Evelyn hochait la tête avec enthousiasme. Le plan lui plaisait et ça se voyait. Elle se tourna vers moi et m'étudia du regard.

- Laissez-moi y aller, dis-je.

- C'est d'accord.

- Quoi ? Non ! s'écria Quatre. Je suis le plus apte.

- N'importe quoi, je répliquais. Au contraire, sois là pour les accueillir, tu as été un instructeur respecté, ils t'écouteront.

- Jack, Johanna, nous allons vous raccompagner, déclara Evelyn. Nous vous recontacterons plus tard.

- Nous pourrions vous aider, insista Jack.

- Je sais. Mais pas tout de suite. Laissez-nous gérer et tenez-vous prêt. Je vous tiendrais au courant, promis Evelyn.

Les trois leaders se serrèrent la main. Johanna me regarda longuement et hocha la tête. Lorsqu'ils furent partis, nous reprîmes la discussion. Notre plan devait être parfait et il impliquait d'envisager toutes les hypothèses possibles. Tard dans la nuit, Nico accepta de m'accompagner pour aller voir comment allait Kenny. Je fis monter Nico sur le toit et je le poussais. Je l'entendis crier puis je le rejoignis.

- En souvenir de la première fois, m'excusais-je.

Il perdit vite son air contrarié et se mit à rire. Nous nous glissâmes dans les couloirs noirs. Le silence résidait dans les couloirs et j'avais peur de ce que nous allions découvrir. Je reconnaissais l'endroit même sans lumière. L'ampoule était brisée et nous ne voyions rien.

- Kenny, appelais-je.

Je n'obtins aucune réponse et mon cœur se mit à battre plus fort. Je sursautais lorsqu'un faisceau lumineux apparut. Nico haussa les épaules, une lampe torche dans la main.

- Tu aurais pu me le dire plus tôt.

- Sûrement, ricana-t-il.

Il balaya la pièce avec la lampe et je grimaçais en voyant l'état. Les quelques affaires de Kenny avaient été retournées et j'étais persuadées qu'il y avait du sang par terre. Nico s'arrêta à côté de moi et observa.

- Il y a des traces de lutte, murmura-t-il.

- Tu crois qu'il est mort ?

- Non. Enfin j'espère. Nous devrions partir Ivy.

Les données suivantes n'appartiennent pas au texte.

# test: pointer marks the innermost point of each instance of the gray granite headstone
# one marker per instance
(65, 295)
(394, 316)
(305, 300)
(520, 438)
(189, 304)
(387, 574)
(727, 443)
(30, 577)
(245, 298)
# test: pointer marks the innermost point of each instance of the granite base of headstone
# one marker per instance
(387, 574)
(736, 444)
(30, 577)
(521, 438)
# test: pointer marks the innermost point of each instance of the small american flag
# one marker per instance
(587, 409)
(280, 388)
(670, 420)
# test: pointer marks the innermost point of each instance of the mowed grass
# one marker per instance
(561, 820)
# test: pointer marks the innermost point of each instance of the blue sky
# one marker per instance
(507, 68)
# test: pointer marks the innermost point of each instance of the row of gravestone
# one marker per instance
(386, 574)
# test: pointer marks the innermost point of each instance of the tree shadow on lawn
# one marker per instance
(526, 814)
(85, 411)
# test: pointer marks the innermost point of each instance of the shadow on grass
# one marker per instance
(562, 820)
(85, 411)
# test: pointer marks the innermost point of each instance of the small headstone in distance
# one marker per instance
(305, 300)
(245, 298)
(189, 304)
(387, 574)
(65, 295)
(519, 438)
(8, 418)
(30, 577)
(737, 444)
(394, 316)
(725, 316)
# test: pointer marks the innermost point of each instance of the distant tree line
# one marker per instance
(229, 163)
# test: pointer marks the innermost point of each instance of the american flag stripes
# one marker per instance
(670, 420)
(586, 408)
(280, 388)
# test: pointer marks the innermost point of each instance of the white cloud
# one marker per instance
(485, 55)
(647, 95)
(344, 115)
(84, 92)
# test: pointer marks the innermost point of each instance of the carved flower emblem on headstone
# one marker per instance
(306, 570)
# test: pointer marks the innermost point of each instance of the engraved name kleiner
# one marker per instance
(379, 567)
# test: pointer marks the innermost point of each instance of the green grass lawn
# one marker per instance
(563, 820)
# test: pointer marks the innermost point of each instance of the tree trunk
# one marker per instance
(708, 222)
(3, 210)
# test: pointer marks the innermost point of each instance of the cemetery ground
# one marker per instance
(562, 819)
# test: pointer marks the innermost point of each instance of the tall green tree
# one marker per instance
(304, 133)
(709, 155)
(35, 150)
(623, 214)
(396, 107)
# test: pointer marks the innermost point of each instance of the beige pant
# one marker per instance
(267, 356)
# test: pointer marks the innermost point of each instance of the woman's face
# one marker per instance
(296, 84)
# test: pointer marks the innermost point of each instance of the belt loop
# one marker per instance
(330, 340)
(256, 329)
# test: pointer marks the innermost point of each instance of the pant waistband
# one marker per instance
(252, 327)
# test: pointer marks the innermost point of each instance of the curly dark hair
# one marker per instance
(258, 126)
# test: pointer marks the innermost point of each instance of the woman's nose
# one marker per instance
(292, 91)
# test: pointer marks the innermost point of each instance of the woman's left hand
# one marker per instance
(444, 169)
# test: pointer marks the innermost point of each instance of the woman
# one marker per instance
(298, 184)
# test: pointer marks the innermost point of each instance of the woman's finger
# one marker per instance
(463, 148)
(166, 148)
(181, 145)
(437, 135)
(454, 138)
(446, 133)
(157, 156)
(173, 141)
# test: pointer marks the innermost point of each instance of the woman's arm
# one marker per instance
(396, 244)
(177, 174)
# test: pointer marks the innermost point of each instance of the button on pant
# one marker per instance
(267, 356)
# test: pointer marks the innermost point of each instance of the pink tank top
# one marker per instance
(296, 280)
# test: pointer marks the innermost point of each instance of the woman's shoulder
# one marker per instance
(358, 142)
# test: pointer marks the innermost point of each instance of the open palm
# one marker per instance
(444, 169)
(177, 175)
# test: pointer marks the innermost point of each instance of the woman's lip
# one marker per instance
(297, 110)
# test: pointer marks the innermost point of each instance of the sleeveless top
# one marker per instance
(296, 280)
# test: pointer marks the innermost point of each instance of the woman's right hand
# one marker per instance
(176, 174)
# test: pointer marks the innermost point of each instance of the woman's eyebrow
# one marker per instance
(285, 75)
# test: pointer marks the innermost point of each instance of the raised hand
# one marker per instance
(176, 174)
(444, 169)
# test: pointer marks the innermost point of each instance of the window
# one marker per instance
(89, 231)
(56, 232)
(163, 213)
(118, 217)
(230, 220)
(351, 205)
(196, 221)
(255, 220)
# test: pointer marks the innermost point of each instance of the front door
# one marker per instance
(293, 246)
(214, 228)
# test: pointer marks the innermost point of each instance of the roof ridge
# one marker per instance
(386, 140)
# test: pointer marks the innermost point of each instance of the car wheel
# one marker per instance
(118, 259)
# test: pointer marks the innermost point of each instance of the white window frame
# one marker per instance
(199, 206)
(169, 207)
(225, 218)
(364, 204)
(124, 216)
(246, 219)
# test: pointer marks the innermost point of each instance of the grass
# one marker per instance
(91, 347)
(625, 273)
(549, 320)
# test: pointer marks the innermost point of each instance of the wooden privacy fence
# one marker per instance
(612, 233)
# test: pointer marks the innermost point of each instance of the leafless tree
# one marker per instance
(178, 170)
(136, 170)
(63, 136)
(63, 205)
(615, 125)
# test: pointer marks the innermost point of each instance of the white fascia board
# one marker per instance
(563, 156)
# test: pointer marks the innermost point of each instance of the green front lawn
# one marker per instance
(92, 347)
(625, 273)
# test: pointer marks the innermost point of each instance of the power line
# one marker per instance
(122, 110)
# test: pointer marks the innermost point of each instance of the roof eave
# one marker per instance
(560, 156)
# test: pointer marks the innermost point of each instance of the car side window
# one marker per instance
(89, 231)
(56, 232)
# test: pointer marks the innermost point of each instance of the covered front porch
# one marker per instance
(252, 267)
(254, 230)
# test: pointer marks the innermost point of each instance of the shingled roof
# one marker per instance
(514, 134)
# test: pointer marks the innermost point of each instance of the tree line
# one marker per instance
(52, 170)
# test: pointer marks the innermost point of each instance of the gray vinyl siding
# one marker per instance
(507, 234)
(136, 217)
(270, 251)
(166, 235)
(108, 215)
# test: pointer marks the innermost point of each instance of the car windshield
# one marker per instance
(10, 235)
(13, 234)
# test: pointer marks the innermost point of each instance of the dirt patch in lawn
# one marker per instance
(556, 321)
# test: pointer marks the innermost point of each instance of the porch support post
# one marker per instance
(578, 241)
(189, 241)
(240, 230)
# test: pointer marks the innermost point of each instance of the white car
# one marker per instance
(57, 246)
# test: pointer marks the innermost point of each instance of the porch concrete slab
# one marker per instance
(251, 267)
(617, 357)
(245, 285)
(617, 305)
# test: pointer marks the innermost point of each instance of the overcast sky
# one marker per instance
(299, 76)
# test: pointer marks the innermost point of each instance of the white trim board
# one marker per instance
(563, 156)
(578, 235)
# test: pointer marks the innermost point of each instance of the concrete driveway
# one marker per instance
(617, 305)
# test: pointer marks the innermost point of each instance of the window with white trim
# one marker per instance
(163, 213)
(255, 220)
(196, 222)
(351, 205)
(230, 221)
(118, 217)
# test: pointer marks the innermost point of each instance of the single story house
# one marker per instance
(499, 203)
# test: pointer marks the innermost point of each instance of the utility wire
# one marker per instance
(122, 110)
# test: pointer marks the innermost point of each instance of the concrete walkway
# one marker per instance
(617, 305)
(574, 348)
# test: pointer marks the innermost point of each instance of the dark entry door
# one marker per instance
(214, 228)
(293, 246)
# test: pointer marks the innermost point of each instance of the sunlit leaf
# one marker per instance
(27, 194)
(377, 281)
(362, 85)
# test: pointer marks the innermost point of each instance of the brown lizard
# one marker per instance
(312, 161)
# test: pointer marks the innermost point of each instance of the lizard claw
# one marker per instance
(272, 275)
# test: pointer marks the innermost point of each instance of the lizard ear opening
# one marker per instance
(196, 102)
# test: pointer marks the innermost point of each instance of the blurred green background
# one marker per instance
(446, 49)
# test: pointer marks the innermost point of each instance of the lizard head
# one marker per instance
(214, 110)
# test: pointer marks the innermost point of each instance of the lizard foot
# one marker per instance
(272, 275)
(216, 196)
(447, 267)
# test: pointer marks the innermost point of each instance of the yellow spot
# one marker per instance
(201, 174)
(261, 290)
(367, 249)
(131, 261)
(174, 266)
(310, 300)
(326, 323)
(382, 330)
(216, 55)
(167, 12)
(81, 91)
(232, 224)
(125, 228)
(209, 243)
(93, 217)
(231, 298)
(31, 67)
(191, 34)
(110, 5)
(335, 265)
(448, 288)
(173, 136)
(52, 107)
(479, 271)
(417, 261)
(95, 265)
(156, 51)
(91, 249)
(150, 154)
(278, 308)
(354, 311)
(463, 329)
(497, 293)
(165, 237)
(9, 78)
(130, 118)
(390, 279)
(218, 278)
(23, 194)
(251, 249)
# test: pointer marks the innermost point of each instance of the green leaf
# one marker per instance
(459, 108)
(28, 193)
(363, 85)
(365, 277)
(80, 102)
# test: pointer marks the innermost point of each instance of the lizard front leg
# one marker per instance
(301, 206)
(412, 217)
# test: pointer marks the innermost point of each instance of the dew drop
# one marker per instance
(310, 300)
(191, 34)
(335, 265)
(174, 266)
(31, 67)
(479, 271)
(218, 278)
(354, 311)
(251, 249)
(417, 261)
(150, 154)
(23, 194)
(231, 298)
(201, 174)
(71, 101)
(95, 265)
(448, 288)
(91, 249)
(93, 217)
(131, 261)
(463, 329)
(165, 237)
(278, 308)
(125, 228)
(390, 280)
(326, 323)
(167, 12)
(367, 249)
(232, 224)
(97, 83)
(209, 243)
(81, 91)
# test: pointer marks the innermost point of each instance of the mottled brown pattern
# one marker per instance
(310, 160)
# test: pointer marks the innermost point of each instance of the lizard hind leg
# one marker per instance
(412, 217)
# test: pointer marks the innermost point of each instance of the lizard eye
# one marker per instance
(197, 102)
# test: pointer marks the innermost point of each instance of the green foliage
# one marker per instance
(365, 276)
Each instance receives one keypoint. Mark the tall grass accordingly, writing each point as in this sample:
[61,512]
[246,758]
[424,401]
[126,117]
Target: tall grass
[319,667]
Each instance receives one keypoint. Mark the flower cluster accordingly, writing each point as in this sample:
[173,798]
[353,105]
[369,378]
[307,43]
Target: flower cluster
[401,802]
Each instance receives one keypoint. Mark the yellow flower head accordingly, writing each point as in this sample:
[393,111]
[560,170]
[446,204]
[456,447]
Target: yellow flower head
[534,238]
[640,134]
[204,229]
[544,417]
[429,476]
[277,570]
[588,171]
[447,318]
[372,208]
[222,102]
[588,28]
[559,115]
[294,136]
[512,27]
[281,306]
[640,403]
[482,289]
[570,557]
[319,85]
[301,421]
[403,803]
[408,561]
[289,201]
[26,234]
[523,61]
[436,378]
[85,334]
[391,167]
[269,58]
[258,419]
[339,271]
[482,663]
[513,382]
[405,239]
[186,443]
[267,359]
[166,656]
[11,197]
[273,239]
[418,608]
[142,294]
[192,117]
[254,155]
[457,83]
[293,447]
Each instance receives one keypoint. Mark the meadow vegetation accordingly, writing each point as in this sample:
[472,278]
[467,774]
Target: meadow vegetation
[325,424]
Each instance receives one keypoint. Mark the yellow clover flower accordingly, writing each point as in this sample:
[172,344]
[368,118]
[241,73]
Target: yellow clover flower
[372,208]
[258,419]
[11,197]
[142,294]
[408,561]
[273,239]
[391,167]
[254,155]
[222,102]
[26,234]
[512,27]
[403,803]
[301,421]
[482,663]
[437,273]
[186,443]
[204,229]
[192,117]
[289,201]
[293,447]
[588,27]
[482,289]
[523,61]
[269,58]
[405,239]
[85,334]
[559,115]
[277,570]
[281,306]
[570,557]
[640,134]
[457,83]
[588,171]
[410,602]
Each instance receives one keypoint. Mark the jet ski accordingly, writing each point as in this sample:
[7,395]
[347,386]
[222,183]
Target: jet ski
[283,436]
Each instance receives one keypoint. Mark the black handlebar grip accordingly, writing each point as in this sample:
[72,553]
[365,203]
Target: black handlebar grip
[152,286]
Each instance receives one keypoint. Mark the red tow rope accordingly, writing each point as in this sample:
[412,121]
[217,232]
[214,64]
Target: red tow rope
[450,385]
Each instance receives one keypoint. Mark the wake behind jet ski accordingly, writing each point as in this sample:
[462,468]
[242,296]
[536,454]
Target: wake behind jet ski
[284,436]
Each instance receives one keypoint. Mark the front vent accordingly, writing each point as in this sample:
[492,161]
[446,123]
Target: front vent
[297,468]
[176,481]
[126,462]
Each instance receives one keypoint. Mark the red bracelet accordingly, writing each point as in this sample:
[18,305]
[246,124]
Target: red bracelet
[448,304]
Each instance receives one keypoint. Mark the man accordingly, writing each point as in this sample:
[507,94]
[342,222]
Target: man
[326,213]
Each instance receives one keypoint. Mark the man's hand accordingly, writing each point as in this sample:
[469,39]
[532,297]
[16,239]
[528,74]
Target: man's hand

Je hochais la tête et il éteignit la lampe. A nouveau nous nous retrouvâmes dans le noir. Si j'avais été seule, j'aurais sûrement craquée. Mais près de Nico je voulais me montrer forte et ne pas me laisser avoir par mes idées noires. Kenny était en vie quelque part et il avait besoin d'aide. Je me demandais vaguement si les audacieux étaient responsables. Cela me semblait le plus logique car avec cette ère de restriction, je doutais que les Sans-faction s'attaquent entre eux. Nous retournâmes chez nous et c'est à deux que nous annonçâmes la disparition de Kenny. Evelyn retint un bâillement puis nous ordonna d'aller nous coucher.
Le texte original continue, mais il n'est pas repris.